As always, I appreciated it, but I didn't have a short story that fit the bill. Just as I was about to reply thanking her, I did a double-take. The editor’s name on the forwarded email looked familiar. But because it was early and I was only a few sips of coffee into the morning, I couldn't place it. I googled his name and within moments realized we'd gone to the same college. Then I saw a photo of him and a memory came rushing back. I could picture this guy at the front of a classroom (maybe wearing a tan raincoat-maybe not?) delivering a well-written speech with the passion of a young Al Pacino.

We'd been in the same public speaking course—a prerequisite to graduate. While most of us were phoning it in, mumbling our way through a dull three to five minutes about how we missed our pets back home or the horror of cafeteria food with as much enthusiasm as hungover nineteen-year-olds can muster, this guy consistently gave stellar talks. Performances, really. 

In the one that stayed with me over the past thirty years, he included lyrics from Sting's "All This Time” — that whole "Men go crazy in congregations/They only get better one by one," business. (Sting, please don't sue me for copyright infringement.)

I looked at my classmates, slumped in their seats waiting for that fifty-minute period to wrap up, and wondered: Were they not seeing what I was: a one-man theatrical production? I remember thinking, "Damn, this guy is talented. I bet he'll go somewhere."

Reader, he did. He's written novels, worked for some of the largest publishing houses in the world, and agented deals that saw bestselling novels turned into films. 

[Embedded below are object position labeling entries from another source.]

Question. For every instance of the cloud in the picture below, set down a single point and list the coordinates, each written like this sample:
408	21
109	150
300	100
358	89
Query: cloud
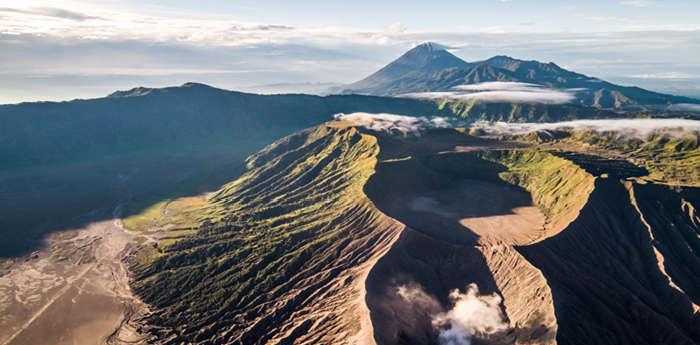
395	124
50	12
685	107
471	313
500	92
105	38
641	128
638	3
418	298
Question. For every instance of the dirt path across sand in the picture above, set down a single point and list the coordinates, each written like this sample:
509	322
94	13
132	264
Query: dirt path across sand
75	291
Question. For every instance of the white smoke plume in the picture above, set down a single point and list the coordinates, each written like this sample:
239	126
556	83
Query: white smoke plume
472	314
392	123
501	92
415	295
641	128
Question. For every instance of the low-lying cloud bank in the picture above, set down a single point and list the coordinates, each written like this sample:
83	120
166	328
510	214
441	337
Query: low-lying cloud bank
501	92
471	313
685	107
396	124
632	127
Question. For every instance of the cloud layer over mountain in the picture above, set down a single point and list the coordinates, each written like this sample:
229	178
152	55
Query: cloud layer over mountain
497	92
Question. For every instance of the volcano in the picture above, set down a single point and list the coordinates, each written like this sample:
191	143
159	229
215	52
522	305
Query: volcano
348	234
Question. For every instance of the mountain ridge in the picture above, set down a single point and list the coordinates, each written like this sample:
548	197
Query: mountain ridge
589	91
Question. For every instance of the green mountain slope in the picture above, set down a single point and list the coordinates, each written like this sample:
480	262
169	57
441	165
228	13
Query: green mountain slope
430	67
343	235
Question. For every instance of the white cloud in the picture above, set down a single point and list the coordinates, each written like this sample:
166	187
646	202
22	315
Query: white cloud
472	314
632	127
395	124
638	3
685	107
501	92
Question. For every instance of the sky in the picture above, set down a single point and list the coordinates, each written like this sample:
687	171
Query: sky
61	50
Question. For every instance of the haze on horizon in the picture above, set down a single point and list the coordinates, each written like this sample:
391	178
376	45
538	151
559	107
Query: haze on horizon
58	50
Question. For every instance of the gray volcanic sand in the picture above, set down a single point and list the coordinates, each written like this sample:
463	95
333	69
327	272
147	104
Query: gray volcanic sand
73	292
493	211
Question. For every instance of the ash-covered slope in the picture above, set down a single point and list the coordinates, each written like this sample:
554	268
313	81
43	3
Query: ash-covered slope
345	235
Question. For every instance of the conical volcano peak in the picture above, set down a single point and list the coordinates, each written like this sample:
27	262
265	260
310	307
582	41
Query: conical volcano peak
430	47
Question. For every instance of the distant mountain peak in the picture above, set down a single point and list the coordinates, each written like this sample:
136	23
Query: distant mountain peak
430	46
134	92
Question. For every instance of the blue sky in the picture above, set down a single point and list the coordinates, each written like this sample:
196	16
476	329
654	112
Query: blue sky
53	50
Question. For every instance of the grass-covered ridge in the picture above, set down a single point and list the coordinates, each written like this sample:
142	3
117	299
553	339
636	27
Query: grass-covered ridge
559	187
279	248
670	158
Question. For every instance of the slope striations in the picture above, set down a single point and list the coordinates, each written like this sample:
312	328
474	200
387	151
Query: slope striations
283	254
350	235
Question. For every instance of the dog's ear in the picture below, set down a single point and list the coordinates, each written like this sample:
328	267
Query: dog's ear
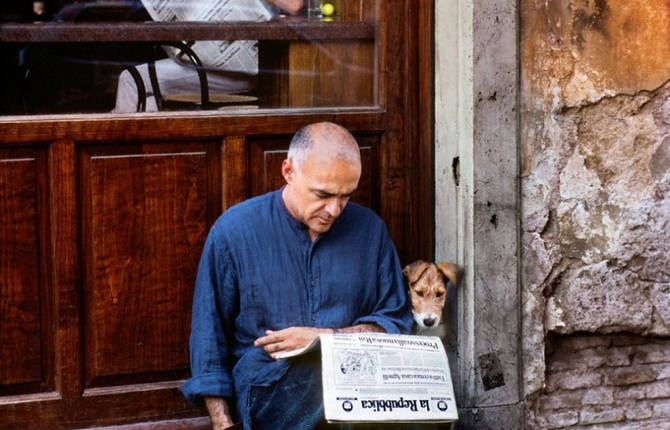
451	271
413	271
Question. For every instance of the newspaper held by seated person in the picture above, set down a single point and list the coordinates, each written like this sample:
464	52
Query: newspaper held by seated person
380	377
229	55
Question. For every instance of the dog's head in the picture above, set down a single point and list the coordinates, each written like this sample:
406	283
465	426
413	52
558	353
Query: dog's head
428	289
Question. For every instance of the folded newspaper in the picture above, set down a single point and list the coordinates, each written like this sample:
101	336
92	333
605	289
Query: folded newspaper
224	55
373	377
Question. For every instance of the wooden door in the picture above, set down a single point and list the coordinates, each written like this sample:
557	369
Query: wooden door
102	219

And there he was—in my inbox. 

Would he remember me? Of course not! Unless my sad demo about how to make brownies (from a boxed mix no less!) left an impression, the answer was definitely no.

But that morning as I stared at his name and credentials, I knew this was an opportunity that seemed too good to pass up. I mean, what were the odds? 

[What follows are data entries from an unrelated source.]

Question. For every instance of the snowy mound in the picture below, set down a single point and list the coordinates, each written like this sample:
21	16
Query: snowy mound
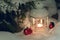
39	13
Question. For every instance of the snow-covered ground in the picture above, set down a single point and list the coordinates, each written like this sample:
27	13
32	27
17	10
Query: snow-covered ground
21	36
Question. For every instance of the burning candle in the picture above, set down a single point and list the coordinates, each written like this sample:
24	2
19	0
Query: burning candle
47	21
33	21
41	21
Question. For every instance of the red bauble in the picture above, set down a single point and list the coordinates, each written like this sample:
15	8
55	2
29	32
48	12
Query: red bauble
51	25
27	31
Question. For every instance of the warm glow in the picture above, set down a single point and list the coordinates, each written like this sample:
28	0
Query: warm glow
39	25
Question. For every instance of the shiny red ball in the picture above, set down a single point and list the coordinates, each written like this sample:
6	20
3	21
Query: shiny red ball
27	31
51	25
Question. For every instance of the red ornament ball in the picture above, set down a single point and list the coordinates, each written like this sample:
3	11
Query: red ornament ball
27	31
51	25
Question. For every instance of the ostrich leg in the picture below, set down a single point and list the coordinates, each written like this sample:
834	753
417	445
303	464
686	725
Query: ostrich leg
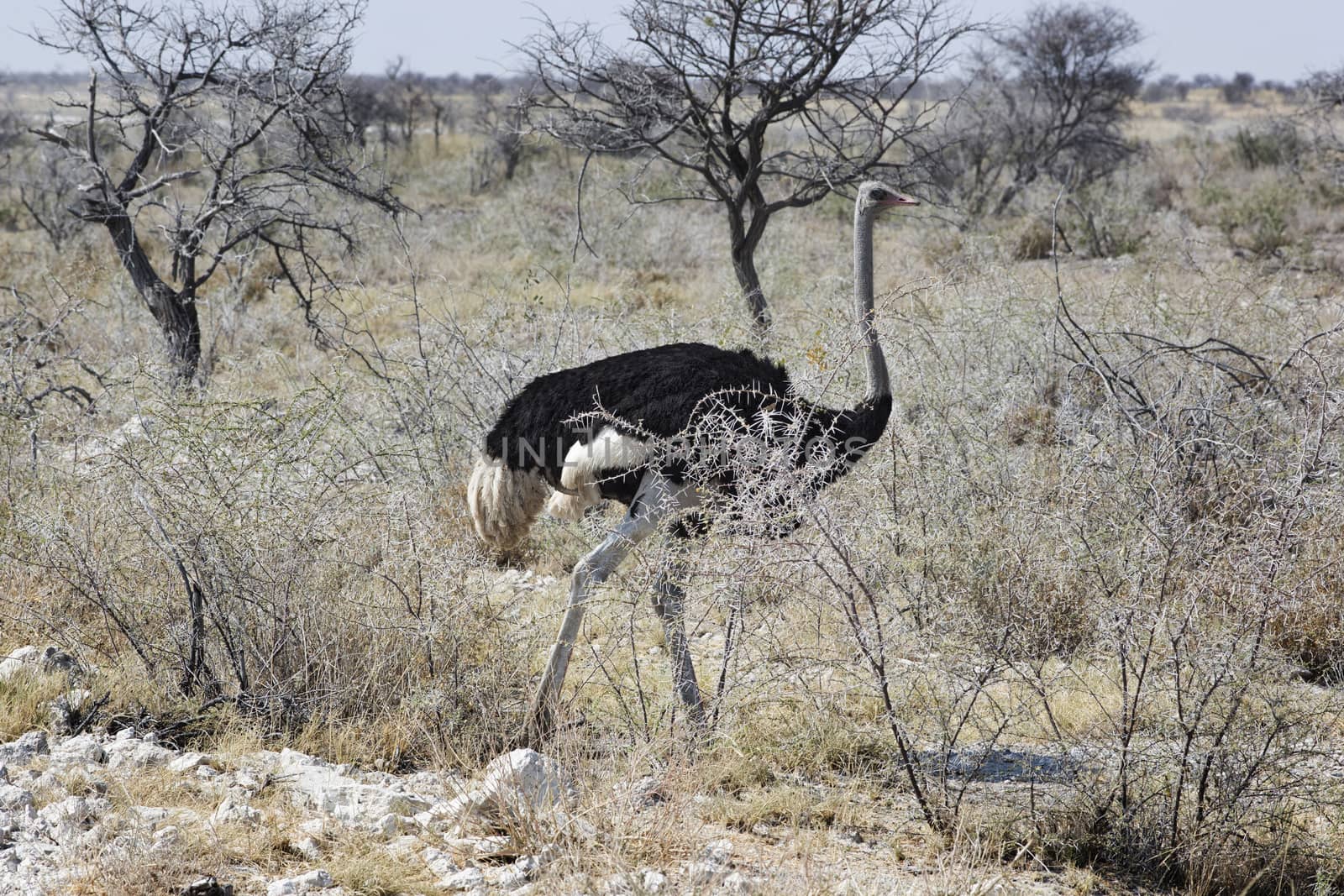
654	503
669	605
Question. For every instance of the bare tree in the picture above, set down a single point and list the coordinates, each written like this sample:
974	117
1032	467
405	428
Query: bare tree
757	105
232	128
1323	112
1047	96
499	120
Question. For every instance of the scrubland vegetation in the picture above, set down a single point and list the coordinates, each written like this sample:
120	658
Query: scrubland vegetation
1077	617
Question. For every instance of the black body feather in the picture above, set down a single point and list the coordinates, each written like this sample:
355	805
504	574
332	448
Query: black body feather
662	392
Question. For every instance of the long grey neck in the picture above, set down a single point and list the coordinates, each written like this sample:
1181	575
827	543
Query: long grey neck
879	383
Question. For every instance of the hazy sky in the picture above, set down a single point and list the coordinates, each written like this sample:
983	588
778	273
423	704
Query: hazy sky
1281	39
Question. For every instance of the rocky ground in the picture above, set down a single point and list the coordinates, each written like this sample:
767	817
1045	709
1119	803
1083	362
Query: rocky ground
93	812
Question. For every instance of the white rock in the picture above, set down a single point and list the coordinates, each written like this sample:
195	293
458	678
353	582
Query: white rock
702	872
739	884
480	846
318	879
308	848
440	862
315	826
468	879
136	754
188	761
151	813
319	786
522	785
168	837
405	846
15	799
20	658
718	852
22	752
393	825
78	750
235	810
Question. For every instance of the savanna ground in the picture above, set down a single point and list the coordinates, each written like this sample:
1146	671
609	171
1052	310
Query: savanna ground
1092	571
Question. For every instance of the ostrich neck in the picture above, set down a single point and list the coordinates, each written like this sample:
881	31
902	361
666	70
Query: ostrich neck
879	383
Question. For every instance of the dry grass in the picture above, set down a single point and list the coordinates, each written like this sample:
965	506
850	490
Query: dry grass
1025	551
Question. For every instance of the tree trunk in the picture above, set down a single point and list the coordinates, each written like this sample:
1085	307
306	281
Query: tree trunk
745	241
174	309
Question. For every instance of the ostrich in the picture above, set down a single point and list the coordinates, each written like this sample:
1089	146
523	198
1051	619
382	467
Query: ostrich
548	450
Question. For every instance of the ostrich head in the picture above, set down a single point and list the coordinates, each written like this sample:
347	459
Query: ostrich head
875	196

I didn't need a favor, but I did want to say, "What a small world!" and "What a cool career you've had!"

"Do I tell him I remember his speech after 'all this time?'" I asked my husband, "Or does that make me seem like a crazy lady?" 

"If you want to make an impression, include it," he said. (Note he didn't say "good" or "bad" impression...)

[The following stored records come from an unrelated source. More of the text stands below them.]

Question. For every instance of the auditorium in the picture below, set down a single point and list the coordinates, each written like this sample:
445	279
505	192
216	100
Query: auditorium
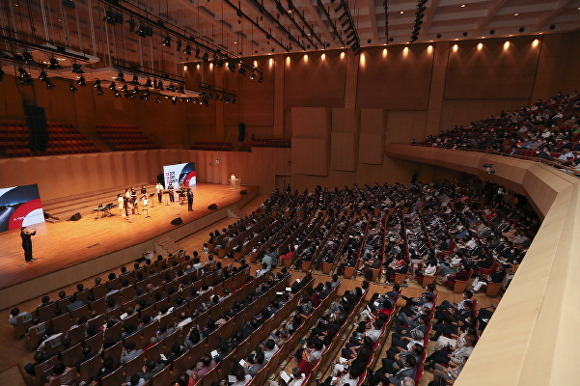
289	192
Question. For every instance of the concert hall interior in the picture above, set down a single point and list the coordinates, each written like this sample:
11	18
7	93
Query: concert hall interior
361	142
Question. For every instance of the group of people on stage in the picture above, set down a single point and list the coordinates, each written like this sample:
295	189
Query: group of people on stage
129	201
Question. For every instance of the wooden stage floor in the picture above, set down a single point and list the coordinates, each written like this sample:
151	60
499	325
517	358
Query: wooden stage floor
67	243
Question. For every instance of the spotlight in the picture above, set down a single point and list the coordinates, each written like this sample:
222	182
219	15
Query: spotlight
77	69
54	65
28	58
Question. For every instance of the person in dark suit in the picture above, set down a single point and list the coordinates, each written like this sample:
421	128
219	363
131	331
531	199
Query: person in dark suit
189	200
26	236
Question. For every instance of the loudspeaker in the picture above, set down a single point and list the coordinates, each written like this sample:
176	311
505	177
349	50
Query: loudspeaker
241	132
37	127
75	217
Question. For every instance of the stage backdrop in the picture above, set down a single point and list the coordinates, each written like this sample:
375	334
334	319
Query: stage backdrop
180	174
20	206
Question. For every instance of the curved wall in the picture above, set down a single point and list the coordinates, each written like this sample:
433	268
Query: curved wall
531	339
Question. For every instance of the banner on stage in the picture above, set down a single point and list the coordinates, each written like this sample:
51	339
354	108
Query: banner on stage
180	175
20	206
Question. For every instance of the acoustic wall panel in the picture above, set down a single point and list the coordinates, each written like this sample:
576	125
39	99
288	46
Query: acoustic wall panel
345	120
344	151
310	156
310	122
371	148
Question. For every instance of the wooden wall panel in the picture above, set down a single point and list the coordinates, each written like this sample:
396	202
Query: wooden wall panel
314	81
343	151
345	120
403	126
371	148
396	80
494	72
310	156
311	122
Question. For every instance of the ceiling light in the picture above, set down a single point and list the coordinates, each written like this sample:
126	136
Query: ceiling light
77	69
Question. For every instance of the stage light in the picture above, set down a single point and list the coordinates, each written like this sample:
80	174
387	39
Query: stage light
28	58
77	69
54	65
24	76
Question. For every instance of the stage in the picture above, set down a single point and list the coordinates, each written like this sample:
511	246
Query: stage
70	251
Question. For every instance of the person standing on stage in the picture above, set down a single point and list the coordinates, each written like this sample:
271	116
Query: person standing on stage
121	203
159	189
171	192
189	200
26	236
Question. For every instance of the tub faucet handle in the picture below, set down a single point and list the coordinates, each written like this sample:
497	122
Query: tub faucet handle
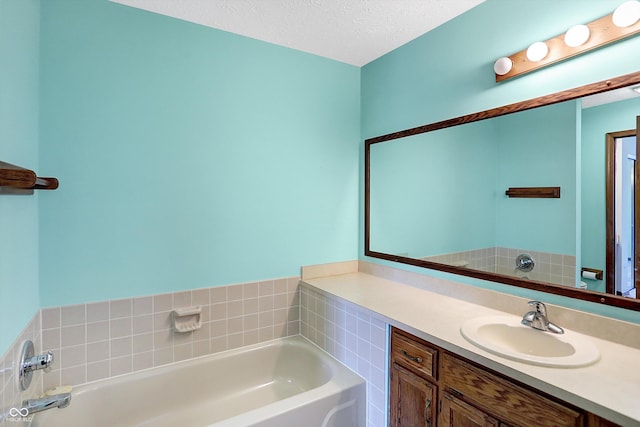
41	361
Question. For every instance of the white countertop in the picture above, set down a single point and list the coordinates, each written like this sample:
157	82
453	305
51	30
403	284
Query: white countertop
609	388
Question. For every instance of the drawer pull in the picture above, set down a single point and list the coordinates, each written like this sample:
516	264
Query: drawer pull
427	412
412	358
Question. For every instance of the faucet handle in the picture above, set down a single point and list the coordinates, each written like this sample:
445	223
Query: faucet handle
540	308
41	361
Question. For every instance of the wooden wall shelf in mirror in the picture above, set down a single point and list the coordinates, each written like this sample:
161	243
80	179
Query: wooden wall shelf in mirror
413	218
13	176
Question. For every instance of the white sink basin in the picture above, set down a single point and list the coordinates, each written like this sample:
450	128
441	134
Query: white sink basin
507	337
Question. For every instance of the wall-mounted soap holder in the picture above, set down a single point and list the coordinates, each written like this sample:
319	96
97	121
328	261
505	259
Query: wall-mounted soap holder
187	319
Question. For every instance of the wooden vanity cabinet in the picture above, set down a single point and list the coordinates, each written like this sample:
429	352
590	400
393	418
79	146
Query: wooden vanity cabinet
430	386
413	384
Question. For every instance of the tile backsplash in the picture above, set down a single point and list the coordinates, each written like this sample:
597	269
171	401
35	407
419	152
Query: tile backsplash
109	338
353	335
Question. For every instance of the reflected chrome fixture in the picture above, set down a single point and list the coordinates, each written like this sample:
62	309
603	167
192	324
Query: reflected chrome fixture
42	404
29	362
622	23
537	319
525	263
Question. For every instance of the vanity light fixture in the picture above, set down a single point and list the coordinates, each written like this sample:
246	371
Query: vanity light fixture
627	14
622	23
577	35
537	51
503	66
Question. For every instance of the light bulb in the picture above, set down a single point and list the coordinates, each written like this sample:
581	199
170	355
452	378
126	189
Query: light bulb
627	14
502	66
577	35
537	51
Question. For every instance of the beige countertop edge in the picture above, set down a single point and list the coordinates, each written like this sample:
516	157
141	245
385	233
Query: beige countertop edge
609	388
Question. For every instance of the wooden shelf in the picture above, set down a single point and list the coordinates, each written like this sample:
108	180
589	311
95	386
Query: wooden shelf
21	178
534	192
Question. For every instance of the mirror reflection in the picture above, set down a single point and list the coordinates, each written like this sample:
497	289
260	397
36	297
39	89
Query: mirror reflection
439	196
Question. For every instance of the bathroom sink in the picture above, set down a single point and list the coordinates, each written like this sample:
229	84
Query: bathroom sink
505	336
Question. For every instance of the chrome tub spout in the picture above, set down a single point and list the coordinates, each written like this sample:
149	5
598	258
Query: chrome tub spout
42	404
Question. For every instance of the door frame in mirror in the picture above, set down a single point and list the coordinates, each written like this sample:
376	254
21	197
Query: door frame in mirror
567	95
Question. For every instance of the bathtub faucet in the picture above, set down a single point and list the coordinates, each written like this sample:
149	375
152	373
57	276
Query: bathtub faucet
42	404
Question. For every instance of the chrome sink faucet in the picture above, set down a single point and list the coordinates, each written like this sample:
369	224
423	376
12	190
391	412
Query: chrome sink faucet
42	404
537	319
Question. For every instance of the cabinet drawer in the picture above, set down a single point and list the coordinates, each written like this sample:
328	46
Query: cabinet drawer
414	355
512	403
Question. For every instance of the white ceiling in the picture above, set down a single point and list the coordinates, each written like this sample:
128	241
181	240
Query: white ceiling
352	31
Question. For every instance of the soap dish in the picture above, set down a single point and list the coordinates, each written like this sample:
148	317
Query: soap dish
187	319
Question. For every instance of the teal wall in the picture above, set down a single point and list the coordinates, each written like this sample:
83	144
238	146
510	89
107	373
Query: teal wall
537	148
187	156
19	34
442	192
596	123
434	193
448	72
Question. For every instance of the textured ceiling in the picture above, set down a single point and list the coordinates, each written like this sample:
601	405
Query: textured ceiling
352	31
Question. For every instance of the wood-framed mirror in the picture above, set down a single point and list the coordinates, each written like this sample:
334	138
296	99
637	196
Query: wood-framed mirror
473	216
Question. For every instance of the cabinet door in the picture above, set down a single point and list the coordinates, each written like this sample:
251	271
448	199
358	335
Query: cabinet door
456	413
412	399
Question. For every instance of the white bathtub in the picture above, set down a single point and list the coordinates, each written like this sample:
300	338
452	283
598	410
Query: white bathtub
286	382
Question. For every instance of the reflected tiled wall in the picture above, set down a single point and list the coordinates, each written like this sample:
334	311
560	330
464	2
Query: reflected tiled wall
549	267
104	339
354	336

I mulled it and then I thought if I'd written anything that someone remembered thirty years later, I'd want to know. So I sent the email. Much to my surprise, he wrote back that day, and if he was thinking, "Good God, what a freak!" he never mentioned it. We set up a call for later that week. 

"Tell me what you've been up to," he said. When I finished babbling, he generously asked, "How can I help you?"

Wow. Who doesn't love to hear those words? 

He told me his company was always on the lookout for new material for audiobooks, so I sent him my young adult novel He'll Be Waiting. Long story short, Blackstone bought the audio rights, which I'd retained, and that audiobook will be released today. (If you'd consider asking your library to offer it, I'd be incredibly grateful!)

We’ve partnered on another project and, fingers crossed, I'll have some good news to share one of these days.

A few weeks ago, I had coffee with a writer who has incredible connections but is reluctant to use them. I shared the story above as I hoped it might encourage her to reach out. I hope it encourages you too.

It's not always easy and there's no guarantee it'll pay off, but at the end of the day, I'd rather try than wonder, wouldn't you?